Despite certain family members’ assertions to the contrary, I actually don’t write everything that comes into my head for public consumption. I really do make a conscious effort to determine if what I’m writing is something I’m comfortable letting other people have an opinion about. Because, trust me, people have opinions, and they are not afraid to share them. I have more than once been accused of pathological honesty. I’m pretty sure I got that from my mother.
When I sit down to write, I ask myself two questions:
- What do I know to be true?
- Is it my truth to tell?
The first question is pretty straight forward. The second one gets sticky faster than a Sugar Daddy in August. I am not the owner of all the truth I know. Part of it may belong to me, but not the center of it.
There’s been a story in the news lately about a teen girl who is suing her parents after she moved out of their home. If she was thrown out or chose to leave is a source of dispute between parties. Whether her parents owe her the money they saved for her college is the heart of the legal matter. That will ultimately come down to how her parents set up the funds and if she has a legal claim to them or not.
Almost every person I know is calling her a spoiled brat. There is a special brand of vitriol for the family who took her in. What kind of people would support this girl in her choices?
I’ll tell you what kind of person: me. See also: my parents.
When I was young, our home was a safe haven for people who had nowhere else to go. As an adult, I have continued to keep my home open to souls in need of soft place to land. The length of their stays depended on their circumstances: days, weeks, months, even years.
Every situation was extraordinarily complicated. Nearly every time, someone wasn’t happy about it.
We have always taken this very seriously. We ask ourselves if this is the proper thing to do. We deliberate what good will come of it and what bad, as much as you can ever know those things.
We wrestle with the consequences of these decisions. There are times we’ve said no. But more often than not, we say yes.

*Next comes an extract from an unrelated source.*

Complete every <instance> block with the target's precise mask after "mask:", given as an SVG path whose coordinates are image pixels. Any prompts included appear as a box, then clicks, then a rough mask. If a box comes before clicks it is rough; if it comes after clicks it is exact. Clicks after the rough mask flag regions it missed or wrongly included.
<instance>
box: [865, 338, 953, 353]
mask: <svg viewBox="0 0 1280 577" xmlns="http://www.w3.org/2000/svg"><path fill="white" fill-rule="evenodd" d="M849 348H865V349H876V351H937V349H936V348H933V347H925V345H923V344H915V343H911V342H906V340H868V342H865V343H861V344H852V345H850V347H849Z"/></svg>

But time after time, we land in the same place: we cannot fix broken people, but we can give them a warm bed, a hot shower and clean clothes while they do the tough work of mending themselves. If they are adults, we also offer wine or whiskey.
That is my truth. The situations that bring these people to us is their truth. It’s not for me to tell. It’s not for outsiders to judge.
No one who has ever camped in our guest room was totally innocent. None of the people involved in their problems were evil incarnate. Nothing is ever that simple.
So I want to explain that even if you’ve read hundreds of new articles about a situation, you don’t know the whole story. You can’t. I want to shake people by the shoulders and tell them this girl is most likely deeply wounded, and the people who took her in probably don’t find her blameless, either.
But sometimes, people have to leave where they’ve been. Sometimes, deciding who is right or wrong is simply not the point. Sometimes, a bandage on a wound to stop the bleeding is what’s needed so healing can begin and people can be reconciled to one another.
I can’t tell you other people’s truths to demonstrate my point. But I can tell you it is never, ever, ever easy.